Zresztą od pół wieku jestem na Marsie oddanym wodzem…
Co więcej, człowiek skłania się, by w odpowiedzi na proste pytanie udzielić więcej informacji, których przekazanie sprawi, że poczuje się lepiej. Nasze przykładowe zdanie mogłoby wyglądać tak:
Zresztą od pół wieku jestem na Marsie oddanym wodzem, nigdy nie zrobiłbym czegoś takiego.
Często zdarza się, że kłamczuch może cię także przezywać albo umniejszać Twoje kompetencje i umiejętności – właśnie dlatego, że ma coś do ukrycia.

Nie daj się zwieść pozornym odpowiedziom.
Nie daj się zwieść pozornym odpowiedziom i wracaj do pytania, na które nie otrzymujesz odpowiedzi. Zapytaj jak Iris:
Kirkardzie, wiemy, że jesteś oddany społeczności. Jednak chcemy porozmawiać o tym, co wydarzyło się naprawdę. Zadałam ci pytanie. Słyszeliśmy wszyscy, co powiedziałaś, ale to, co usłyszeliśmy, nie ma żadnego związku z tym, czego dotyczy moje pytanie.
Użyj pytania pułapki.
Drugi sposób na kłamczucha − użyj pytania pułapki − pytania przynęty, ten sposób jest jeszcze potężniejszy. Zapytaj jak Iris:
Czy ktoś mógłby powiedzieć, że widział cię, jak rozmawiałeś ze sprzedawcą tych jagód?
I uwierzcie mi, by wybrnąć, wyobraźnia kłamczucha zaczyna galopować, a odpowiedzi przestają być spójne.

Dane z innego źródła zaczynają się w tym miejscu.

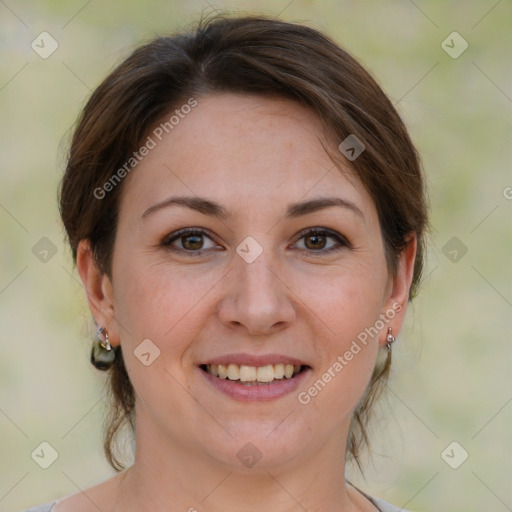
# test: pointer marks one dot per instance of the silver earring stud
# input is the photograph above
(390, 338)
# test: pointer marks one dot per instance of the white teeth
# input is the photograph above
(278, 371)
(233, 372)
(246, 373)
(265, 373)
(223, 371)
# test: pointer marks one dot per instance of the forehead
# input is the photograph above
(245, 148)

Powyższe techniki są elementem stworzonej przez nas bajki. Czytając naszą opowieść, dziecko wchodzi w świat bohaterów – nie tylko po to, by śledzić ich przygody, ale by zrozumieć ich wybory. W bezpieczny sposób doświadcza sytuacji i uczy się, jak reagować w trudnych momentach. Trenuje swoje „społeczne neurony” – czyli gotowość do działania, bez stresu i z większą pewnością siebie. I co najważniejsze – gdy przyjdzie dorosłe życie – będzie już wiedziało, co zrobić. I będzie miało na to odwagę.